С этими словами она встала, бледная и не менее грозная.

— Да, угрожаю, но не женщине, а особе бесчестной и порочной.

— Вы угрожаете? — постепенно теряя силы, не сдавалась Андреа. — Угрожаете мне, которая ничего не знает, ничего не в силах понять, которая смотрит на вас с доктором как на двух жестоких безумцев, сговорившихся довести меня до того, чтобы я умерла от горя и позора?

— Ах вот как? — вскричал Филипп. — Так умри же! Умри, раз не хочешь признаться! Умри сей же миг! Господь тебе судья, но удар нанесу я сам!

И, судорожно схватив с пола шпагу, молодой человек молниеносным движением приставил ее к груди сестры.

— Хорошо же!

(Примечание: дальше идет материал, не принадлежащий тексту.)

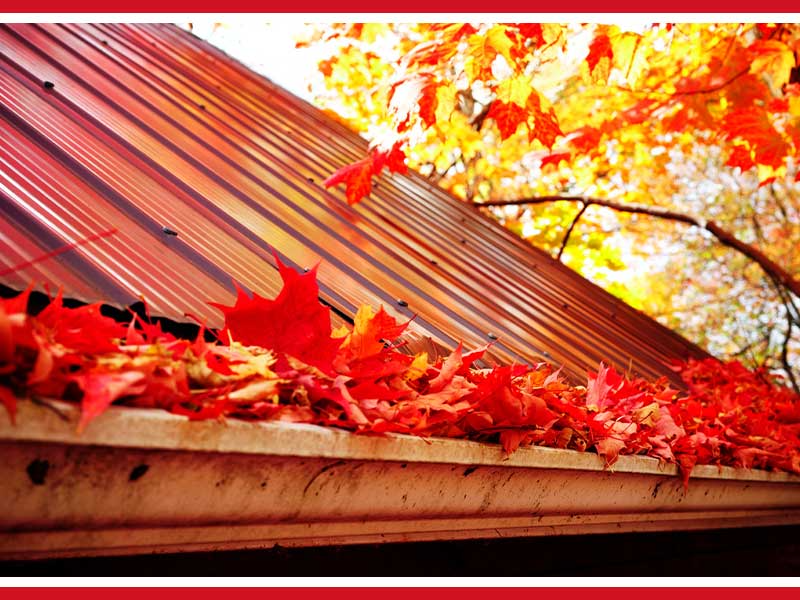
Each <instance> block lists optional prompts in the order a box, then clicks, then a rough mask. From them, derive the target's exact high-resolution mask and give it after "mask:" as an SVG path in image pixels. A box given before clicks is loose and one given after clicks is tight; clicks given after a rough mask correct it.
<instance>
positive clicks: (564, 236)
mask: <svg viewBox="0 0 800 600" xmlns="http://www.w3.org/2000/svg"><path fill="white" fill-rule="evenodd" d="M587 208H589V205H588V204H585V203H584V204H583V205H582V206H581V209H580V210H579V211H578V214H577V215H575V218H574V219H572V223H570V224H569V228H568V229H567V233H565V234H564V239H563V240H561V248H559V249H558V256H557V257H556V258H557V259H558V260H561V255H562V254H563V253H564V248H566V247H567V243H568V242H569V236H570V235H572V230H573V229H575V225H577V224H578V221H579V220H580V218H581V217H582V216H583V213H585V212H586V209H587Z"/></svg>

Убей меня! — воскликнула та, ничуть не испугавшись сверкнувшего клинка и не пытаясь увернуться от его острия.

Напротив, объятая горем и безумием, она бросилась вперед, и столь быстрым было ее движение, что кончик шпаги царапнул ее грудь; Филипп даже не успел испугаться, а лишь увидел несколько капель крови, обагрившей белый муслин ее воротника.

Силы и гнев молодого человека были уже на исходе; он отступил, выронил шпагу и, с рыданиями упав на колени, заключил девушку в объятия.

— Андреа! Андреа! — воскликнул он. — Нет, нет, это я должен умереть. Ты меня не любишь, не хочешь знать, мне нечего больше делать в этом мире. О, неужели ты любишь кого-то столь сильно, что предпочитаешь смерть признанию, которое я схоронил бы в своей груди? О, Андреа, не ты должна умереть, а я!

Филипп сделал движение, словно собираясь обратиться в бегство, но теперь уже Андреа неверными руками обхватила его шею и принялась покрывать лицо поцелуями, смешивавшимися со слезами.